Alexey Stolyar, CTO of Northbrook, Ill.-based systems integrator International Computer Concepts, told CRN that his company started taking high-level training courses around Gaudi 3 and that he can see the need for cost-effective AI systems enabled by such chips, mainly because of how much power it takes to train or fine-tune massive models.
“What you're going to find is that a lot of the world is going to focus on smaller, more efficient, more precise models than these huge ones. The huge ones are good at general tasks, but they're not good at very specific tasks. The enterprises are going to start developing either their own models or fine-tune specific open-source models, but they're going to be smaller and they're going to be more efficient,” he said.
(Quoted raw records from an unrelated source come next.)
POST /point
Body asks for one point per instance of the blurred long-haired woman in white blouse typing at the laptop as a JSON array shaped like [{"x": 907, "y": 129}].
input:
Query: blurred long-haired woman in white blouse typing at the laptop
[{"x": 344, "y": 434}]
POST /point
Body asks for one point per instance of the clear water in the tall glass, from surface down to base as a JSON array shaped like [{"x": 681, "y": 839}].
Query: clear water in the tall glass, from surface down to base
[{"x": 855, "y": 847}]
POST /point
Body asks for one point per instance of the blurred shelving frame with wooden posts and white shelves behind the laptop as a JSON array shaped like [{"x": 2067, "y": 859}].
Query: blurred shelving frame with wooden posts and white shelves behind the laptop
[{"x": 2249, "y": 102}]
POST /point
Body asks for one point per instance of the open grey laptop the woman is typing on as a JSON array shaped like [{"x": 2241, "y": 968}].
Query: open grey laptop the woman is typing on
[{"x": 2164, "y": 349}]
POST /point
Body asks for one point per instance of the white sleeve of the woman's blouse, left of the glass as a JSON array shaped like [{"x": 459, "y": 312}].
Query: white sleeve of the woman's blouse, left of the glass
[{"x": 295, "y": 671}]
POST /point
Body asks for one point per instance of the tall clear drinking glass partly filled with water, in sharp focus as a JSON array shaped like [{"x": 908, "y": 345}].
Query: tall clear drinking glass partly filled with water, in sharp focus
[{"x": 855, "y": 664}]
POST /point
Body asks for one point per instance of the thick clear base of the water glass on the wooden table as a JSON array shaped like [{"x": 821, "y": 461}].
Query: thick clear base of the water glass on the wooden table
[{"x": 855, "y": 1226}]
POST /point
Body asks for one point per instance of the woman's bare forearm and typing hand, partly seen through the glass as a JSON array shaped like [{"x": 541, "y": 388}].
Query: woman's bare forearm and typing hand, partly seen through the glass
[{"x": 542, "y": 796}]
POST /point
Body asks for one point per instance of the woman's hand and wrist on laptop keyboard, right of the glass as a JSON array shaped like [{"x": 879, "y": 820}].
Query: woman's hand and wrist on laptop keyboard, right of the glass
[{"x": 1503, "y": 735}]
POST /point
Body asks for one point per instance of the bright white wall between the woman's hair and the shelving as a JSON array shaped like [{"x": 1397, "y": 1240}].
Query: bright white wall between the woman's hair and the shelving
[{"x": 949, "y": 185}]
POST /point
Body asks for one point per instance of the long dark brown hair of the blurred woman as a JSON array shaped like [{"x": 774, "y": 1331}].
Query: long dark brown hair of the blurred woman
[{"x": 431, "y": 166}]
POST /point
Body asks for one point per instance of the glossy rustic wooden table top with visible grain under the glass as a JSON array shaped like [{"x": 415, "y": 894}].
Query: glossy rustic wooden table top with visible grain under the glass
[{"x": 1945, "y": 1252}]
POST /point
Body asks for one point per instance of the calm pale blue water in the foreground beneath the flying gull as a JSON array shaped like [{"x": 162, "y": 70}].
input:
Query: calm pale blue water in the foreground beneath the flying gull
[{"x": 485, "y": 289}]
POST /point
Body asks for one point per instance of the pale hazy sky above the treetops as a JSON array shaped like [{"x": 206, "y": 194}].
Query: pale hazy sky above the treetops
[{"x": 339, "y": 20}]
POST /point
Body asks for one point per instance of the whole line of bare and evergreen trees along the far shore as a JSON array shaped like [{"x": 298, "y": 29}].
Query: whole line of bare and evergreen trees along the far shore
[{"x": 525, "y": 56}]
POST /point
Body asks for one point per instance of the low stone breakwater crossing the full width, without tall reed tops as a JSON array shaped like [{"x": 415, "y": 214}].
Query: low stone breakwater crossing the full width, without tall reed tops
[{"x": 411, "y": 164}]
Stolyar said while International Computer Concepts hasn’t started talking to customers proactively about Gaudi 3 systems, one customer has already approached his company developing a Gaudi 3 system for a turnkey appliance the customer plans to sell for specific workloads because of benchmark where the chip has shown to perform well.
However, the solution provider executive said he isn’t sure how big of an opportunity Gaudi 3 represents yet and added that Intel’s success will heavily rely on how easy Gaudi 3 systems are to use in relation to those powered by Nvidia chips and software.
“I think customers want alternatives. I think having good competition is good, but it's not going to happen until that ease of use is there. Nvidia has been doing this for a while. They've been fine-tuning their software packages and so on for a long time in that ecosystem,” he said.
A senior leader at a solution provider told CRN that his company’s conversations with Intel representatives have given him the impression that the chipmaker isn’t seeking to take Nvidia head-on with Gaudi 3 but is instead hoping to win a “percentage” of the AI market.
“They've been talking about Gaudi 3 for a long time: ‘Hey, this is going to be the thing for us. We're going to compete.’ But then I think they're also sort of coming in with tempered expectations of like, ‘Hey, let's compete in a percentage of this market. We're not going to take on Nvidia, per se, head-to-head, but we can chew away at some of this and give customers options. Let's pick out five customers and go talk to them,” said the executive, who asked to not be identified to speak frankly about his work with Intel.
The solution provider leader said he does think there could be a market for cost-effective AI systems like the ones that are powered by Gaudi 3 because he has heard from customers who are becoming more conscious about high AI infrastructure costs.
“In some ways, you're conceding that somebody else has already won when you take that approach, but it's also pretty logical to say, ‘Hey, if it does all these things, you would be a fool not to look at it, because it'll save you money and power and everything else.’ But that's not a take-over-the-world type of strategy,” he said.